From hot rod to low rider, classic cars take center stage in Modesto
06/08/2008 2:55 AM
06/08/2008 7:14 AM
Thousands milled between fender and hood, Ford and Chevy, hot rod and lowrider, at Modesto Junior College on Saturday at the 10th annual American Graffiti Car Show & Festival.
Greg Williams of Mariposa sat in a lawn chair near his 1968 Ford Torino Squire station wagon. The original owner, Williams bought it as a special order from Gastel Ford in Merced.
"The No. 1 question I'm asked is how long did it take to restore it? It's never been restored. It's always been this way," he said.
Williams paid $4,317.73 on a $119.32-a-month plan. The first bill, a window sticker and old photos, all as immaculate as the car, were neatly arranged in a small photo album.
"This guy's world famous," said Gary Sanders of Turlock, a self-proclaimed Ford fanatic, slapping Williams on the back. "He's a super stock (drag racing) national record holder. How many times? Eleven times?"
"Sixteen times," Williams answered.
"I have a '64 Falcon Futura I drag race -- junk parts on wheels," Sanders said.
"But it's fun," Williams said.
"It's a fun 40-year collection of rolling junk. Sometimes, going over 100 miles per hour, I wonder what I'm doing."
Williams bought his Ford wagon to tow one of his early dragsters, a '65 Falcon. The wagon is one of 68 made with the brown-and-wood-tone body package, but it's the only one known to be in show condition. It has more than 300,000 miles on the engine.
Immaculate, factory perfect cars made up one piece of Saturday's show. The larger group was more monster than mint -- custom street rods that say more about the owner than the factory, said John Sanders, past show president.
A Kiwanis fund-raiser
Put on by the North Modesto Kiwanis, the show is the group's largest fund-raiser and is the only one in the country allowed to use the Universal Studios-owned name "American Graffiti."

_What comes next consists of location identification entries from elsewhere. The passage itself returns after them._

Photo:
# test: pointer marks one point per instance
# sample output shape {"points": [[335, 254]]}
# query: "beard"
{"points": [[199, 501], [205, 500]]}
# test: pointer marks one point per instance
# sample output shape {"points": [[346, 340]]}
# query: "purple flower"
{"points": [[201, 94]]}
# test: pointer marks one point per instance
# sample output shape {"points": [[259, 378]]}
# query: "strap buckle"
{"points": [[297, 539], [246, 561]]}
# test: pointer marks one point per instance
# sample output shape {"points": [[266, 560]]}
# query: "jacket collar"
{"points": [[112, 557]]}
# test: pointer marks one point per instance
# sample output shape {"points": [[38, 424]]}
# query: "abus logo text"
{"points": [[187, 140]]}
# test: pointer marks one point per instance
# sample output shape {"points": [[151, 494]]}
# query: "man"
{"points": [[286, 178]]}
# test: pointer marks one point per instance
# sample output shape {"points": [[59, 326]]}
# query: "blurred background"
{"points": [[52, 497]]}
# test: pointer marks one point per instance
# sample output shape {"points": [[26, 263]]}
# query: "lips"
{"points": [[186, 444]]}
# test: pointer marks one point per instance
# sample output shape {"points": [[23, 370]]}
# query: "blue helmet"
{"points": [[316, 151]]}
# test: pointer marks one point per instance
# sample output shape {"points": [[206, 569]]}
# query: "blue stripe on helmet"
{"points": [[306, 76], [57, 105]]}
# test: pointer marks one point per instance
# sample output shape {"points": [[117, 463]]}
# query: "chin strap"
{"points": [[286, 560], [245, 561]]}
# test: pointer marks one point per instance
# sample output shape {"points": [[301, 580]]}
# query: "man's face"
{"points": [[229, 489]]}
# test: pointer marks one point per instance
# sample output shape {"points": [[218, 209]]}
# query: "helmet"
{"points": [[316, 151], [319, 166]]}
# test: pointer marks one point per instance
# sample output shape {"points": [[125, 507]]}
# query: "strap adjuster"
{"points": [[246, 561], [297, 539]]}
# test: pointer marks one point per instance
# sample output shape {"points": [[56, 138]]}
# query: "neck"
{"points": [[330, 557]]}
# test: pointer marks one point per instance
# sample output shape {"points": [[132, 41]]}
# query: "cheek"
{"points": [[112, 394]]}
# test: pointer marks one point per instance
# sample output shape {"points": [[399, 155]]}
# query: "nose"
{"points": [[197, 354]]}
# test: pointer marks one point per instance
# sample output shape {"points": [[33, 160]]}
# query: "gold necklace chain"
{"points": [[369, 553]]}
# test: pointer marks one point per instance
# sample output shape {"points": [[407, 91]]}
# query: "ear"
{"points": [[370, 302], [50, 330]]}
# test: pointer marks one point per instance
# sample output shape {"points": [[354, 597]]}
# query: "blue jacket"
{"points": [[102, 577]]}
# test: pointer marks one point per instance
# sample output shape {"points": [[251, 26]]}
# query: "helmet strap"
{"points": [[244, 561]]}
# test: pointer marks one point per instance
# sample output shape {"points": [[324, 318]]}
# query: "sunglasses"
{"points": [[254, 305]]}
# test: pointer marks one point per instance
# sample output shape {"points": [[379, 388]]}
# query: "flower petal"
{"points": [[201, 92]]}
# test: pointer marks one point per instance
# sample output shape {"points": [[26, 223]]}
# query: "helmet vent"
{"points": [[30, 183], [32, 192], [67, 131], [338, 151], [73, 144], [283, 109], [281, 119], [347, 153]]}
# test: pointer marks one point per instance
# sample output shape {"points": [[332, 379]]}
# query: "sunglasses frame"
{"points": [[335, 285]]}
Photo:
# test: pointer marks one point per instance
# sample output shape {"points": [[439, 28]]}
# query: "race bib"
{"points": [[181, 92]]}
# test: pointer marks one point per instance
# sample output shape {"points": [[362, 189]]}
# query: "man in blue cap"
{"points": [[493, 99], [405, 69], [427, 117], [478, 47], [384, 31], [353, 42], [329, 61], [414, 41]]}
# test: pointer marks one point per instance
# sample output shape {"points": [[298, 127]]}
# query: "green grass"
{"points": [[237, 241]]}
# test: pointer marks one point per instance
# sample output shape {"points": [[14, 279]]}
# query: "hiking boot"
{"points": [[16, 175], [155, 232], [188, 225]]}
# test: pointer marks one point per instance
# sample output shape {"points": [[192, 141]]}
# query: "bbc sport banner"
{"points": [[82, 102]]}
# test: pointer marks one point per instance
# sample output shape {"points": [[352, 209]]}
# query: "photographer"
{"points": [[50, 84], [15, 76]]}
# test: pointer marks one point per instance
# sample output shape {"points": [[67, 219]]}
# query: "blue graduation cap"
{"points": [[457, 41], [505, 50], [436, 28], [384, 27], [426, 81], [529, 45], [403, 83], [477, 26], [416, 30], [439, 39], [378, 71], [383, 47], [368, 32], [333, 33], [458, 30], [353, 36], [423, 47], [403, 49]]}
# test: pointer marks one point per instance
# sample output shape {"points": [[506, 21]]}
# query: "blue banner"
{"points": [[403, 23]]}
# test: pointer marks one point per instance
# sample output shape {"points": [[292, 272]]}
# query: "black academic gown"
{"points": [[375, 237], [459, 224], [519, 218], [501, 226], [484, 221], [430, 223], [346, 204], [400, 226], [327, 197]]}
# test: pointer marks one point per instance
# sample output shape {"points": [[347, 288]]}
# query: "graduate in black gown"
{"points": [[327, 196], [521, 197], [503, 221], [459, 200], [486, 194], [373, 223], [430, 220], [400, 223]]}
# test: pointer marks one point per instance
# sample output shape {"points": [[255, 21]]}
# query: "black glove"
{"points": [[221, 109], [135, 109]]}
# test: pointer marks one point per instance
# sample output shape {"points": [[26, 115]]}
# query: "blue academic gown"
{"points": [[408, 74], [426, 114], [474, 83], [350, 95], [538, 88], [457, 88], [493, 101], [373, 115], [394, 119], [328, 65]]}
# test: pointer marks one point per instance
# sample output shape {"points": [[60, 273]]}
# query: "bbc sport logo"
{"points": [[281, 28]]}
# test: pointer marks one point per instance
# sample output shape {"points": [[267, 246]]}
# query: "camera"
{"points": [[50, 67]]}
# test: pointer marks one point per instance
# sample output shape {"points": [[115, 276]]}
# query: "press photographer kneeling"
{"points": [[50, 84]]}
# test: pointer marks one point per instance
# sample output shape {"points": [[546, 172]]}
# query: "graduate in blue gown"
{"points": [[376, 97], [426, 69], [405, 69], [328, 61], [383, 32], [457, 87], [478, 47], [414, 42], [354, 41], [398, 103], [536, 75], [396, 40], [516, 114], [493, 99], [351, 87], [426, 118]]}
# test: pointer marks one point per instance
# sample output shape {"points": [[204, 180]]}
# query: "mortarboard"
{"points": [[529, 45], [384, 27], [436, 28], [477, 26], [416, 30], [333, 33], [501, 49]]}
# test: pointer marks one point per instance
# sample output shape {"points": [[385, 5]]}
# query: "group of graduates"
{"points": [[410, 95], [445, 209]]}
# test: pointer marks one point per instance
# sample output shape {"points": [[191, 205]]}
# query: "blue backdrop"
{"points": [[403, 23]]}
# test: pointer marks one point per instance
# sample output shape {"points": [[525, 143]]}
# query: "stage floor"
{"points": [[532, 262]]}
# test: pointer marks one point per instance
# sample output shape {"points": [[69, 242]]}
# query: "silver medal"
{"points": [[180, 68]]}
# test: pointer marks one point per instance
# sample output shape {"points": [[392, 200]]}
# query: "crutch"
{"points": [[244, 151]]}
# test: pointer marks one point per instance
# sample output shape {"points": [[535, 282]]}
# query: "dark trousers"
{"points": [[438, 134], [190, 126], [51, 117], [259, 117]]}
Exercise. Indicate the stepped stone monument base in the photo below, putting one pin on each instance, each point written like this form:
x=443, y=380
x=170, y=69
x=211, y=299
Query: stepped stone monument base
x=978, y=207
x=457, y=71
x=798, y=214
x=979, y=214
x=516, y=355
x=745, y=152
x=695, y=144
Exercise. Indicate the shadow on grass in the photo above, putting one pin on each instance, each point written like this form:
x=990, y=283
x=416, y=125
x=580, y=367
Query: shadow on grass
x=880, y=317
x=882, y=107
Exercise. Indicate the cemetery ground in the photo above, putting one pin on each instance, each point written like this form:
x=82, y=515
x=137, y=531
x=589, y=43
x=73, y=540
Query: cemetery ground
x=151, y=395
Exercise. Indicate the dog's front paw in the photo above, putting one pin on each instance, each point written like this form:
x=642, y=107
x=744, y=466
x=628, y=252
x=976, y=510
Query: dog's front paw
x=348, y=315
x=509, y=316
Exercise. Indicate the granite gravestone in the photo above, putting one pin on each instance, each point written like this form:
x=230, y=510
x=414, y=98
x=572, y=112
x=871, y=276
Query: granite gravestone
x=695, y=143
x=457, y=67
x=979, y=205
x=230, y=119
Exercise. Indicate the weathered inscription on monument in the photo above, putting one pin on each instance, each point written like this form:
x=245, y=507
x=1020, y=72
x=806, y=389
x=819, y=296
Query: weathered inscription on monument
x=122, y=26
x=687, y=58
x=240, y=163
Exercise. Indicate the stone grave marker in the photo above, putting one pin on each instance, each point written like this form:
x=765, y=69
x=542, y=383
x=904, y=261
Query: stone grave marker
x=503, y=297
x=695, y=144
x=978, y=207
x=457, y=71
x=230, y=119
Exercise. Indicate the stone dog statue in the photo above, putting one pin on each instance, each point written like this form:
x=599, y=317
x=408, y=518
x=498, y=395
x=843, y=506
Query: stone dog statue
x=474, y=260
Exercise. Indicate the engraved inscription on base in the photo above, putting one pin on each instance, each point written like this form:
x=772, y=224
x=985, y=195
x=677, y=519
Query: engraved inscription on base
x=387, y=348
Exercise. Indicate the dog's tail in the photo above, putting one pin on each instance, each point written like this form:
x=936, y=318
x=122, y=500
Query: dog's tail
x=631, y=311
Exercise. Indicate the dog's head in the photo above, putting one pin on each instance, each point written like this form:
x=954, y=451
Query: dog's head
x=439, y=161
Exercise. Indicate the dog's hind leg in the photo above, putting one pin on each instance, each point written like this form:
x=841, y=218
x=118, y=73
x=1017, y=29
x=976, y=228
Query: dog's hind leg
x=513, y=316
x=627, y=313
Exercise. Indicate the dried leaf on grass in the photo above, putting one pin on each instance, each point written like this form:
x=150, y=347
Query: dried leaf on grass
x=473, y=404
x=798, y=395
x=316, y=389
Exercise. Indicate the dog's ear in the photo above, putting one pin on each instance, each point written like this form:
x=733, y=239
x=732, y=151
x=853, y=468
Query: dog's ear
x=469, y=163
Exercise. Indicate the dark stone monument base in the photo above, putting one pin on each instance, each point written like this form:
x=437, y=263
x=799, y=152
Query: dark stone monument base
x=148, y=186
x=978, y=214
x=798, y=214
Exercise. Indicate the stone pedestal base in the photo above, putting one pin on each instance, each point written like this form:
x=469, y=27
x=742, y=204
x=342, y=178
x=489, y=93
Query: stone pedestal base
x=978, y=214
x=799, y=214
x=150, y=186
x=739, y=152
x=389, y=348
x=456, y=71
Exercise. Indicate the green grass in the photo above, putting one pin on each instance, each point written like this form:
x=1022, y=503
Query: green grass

"Street rods are open to a wide variety," John Sanders said. "A '37 Chevy may be modified to something different, have a different personality, with nothing resembling the original but the body. A/C, power-steering, they could be completely modern inside."
Tim Dalton, who owns a custom metal polishing shop, The Shining, in Riverbank, said he probably has worked on half of the 600 cars in the show. His street rod is a 1931 Ford Coupe A in body alone. There is a taxi sign on the roof that lights up, a drag racing wing on the back, a narrowed rear-end for larger tires and a "highly modified" Chevy small-box engine popping through the hood.
"You'd call it a rat rod," Dalton said. "I was young, no money, willing to use whatever part I could find in the yard and adopt it."
Little Courtney Blanco, 4, liked them all.
"I like race cars. Pink race cars. They get to go fast," she said, reclining on the grass with her family. Dad has a '61 Chevy C-10 in the family's Riverbank garage.
But that doesn't impress Courtney: "I don't like trucks."